Diagnostische criteria van de DSM-IV. Lisse: Swets & Zeitlinger, 1995.
(Geen onderwerp)
Ammerzoden, februari 1998,
Met belangstelling las ik de klinische les van Hafkamp et al. Ik verbaasde mij over de laatste vier oorzaken in tabel 3, te weten depressie of manie, schizofrenie, vereenzaming en verlies. Per definitie wordt een delier altijd veroorzaakt door een somatische aandoening of intoxicatie of onthouding (DSM-IV). Een delirant toestandsbeeld dwingt de arts tot een somatische diagnose. Een depressie kan tot ernstige agitatie leiden, tot een psychose, maar niet tot een bewustzijnsstoornis. Dit geldt ook voor de manie. Schizofrenie kan in de katatone vorm op een delier lijken, maar is geen delirant toestandsbeeld. Ook is mij niet bekend dat vereenzaming of verlies kan leiden tot een bewustzijnsstoornis.
(Geen onderwerp)
Leeuwarden, april 1998,
In antwoord op collega Bannink willen wij het volgende opmerken. In onze klinische les wordt het delier niet gedefinieerd anders dan als acute verwardheid op basis van een nog nader te onderzoeken ziekte, omdat een volledige definitie zoals beschreven in de DSM-IV1 buiten het doel van het artikel valt. Wij verwezen overigens wel naar de DSM-IV (referentie 7).

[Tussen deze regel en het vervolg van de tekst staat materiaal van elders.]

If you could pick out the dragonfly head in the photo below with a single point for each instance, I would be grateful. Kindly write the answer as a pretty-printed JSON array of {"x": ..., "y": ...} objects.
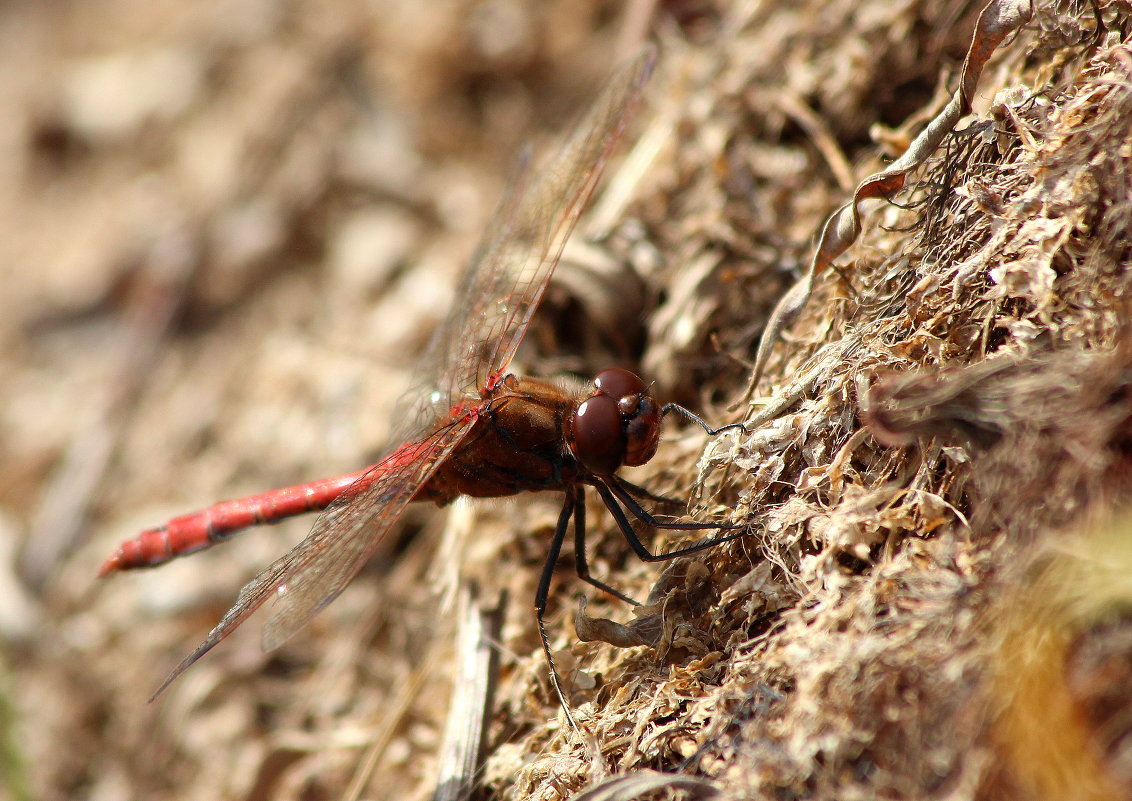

Aan de wens van Delescen en Garenfeld om meer gedetailleerd de verschijnselen van een delier bij de patiënten te beschrijven, kunnen wij niet beter voldoen dan wij deden: wij hebben alle verschijnselen beschreven die anamnestisch of uit waarneming op het moment van opname beschikbaar waren. Eventuele fluctuaties in aandacht, bewustzijn of activiteit, volgend uit het verdere beloop van de ziekteperiode, zijn voorzover wij ze waarnamen, beschreven.
Wij zijn het met alle briefschrijvers eens dat tabel 3 niet getooid had moeten worden met de omschrijving ‘frequente oorzaken van een delier’, maar dat dit ‘acute verwardheid’ had moeten zijn [inmiddels is een verbetering met die strekking gepubliceerd (bl. 936)]. Schizofrenie, depressie of manie zijn daarbij als differentiaaldiagnostische overwegingen van belang.
Bij patiënten op hoge leeftijd is niet altijd één achtergrond van een delier te onderscheiden, maar is er vaak sprake van samenstellende factoren, zoals ook in de DSM-IV-definitie wordt aangegeven.1
Factoren als sensore deprivatie en dementie, maar ook de destabiliserende invloed van een vreemde omgeving of het wegvallen van een belangrijke persoon behoren hierbij, hoewel over enkele de discussie nog gaande is.2
Diagnostic and statistical manual of mental disorders. 4th ed. Washington: American Psychiatric Association, 1994:123-33.
Rummans TA, Evans JM, Krahn LE, Fleming KC. Delirium in elderly patients: evaluation and management. Mayo Clin Proc 1995; 70:989-98.